Read. React. Repeat.

Tuesday, June 24, 2003

BLOGS: QUIS CUSTODIET IPSOS CUSTODES
What is the ultimate role of blogs in news media? I've argued in the past that blogs fall short as true originating news sources, because the majority of bloggers present their information as second-hand sources: That is, from wire and other news sources that on-hand reporters cover. They play more of a punditry role, which can range from strict fact-checking (after the fact) to counter-ranting.

Angelina Sciolla, writing for Media Bistro, takes that a step further, and posits that blogs can play an active role as a power check on the news media--a Fifth Estate, as it were (which, I guess, is less catchy than her "Blog Estate", but makes more sense to me). It's a very good piece, putting the whole blogging movement into context. I like the expansion of the angle that the further consolidation of big media, and the distrust it breeds, leads to the necessity of blogs. She manages to cover a lot of ground in a concise package, including David Winer-Martin Nisenholtz blog bet:

Harvard and Userland's Winer has a longterm bet with Martin Nisenholtz, CEO of New York Times Digital, in which he suggests that by 2007, the year's major news events will be more covered by blogs than by the Times.

But Nisenholtz isn't buying. Does he think blogs will take over? "The question is a red herring," he says. "I don't view blogs as competition for journalistic organizations such as the Times. I see them as fundamentally different. Blogs allow people to publish their views on the Internet. This is highly useful, but it in no way precludes the use of a professionally edited form of journalism."

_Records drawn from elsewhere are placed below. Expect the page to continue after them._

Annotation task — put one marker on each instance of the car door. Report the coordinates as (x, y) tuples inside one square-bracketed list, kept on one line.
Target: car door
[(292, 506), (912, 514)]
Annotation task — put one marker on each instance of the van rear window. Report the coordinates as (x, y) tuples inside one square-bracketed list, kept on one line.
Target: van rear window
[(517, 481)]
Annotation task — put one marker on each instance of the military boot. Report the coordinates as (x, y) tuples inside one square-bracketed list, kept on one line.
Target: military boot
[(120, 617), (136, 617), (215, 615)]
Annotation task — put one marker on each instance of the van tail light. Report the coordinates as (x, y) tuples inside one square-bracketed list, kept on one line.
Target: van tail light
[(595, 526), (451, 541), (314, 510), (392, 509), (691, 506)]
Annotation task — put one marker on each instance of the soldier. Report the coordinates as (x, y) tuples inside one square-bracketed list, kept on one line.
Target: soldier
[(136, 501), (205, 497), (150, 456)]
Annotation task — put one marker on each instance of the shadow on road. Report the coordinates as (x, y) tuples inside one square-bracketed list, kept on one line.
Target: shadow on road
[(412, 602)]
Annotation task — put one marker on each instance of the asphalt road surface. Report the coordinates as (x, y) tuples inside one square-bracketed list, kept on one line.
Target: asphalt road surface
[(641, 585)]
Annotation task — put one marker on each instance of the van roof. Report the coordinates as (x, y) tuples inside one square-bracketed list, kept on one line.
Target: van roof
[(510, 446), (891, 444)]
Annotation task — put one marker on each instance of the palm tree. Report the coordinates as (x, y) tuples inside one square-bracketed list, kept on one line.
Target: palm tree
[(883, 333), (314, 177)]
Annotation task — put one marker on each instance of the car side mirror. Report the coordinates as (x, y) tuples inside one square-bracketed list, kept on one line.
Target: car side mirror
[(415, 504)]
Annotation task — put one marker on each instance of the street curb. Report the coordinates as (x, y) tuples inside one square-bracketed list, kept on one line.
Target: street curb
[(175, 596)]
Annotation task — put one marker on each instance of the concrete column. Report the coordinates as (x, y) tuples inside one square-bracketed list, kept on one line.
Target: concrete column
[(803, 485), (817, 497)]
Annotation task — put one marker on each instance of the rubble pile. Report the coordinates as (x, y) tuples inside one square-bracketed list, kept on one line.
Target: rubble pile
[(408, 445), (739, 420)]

I'm inclined to side with Nisenholtz. And there are plenty of folks who, noting how much the blogging community has slowed down with the onset of summer, wonder whether or not blogging is a novelty that's come and starting to go. I don't know about that. I do know that anything as self-motivational as a blog depends on ongoing interest by both the author and the audience; and it's more a challenge for the author to maintain momentum. Perhaps acceptance into mainstream (read: paycheck) media, like Salam Pax with The Guardian, is one way to achieve that.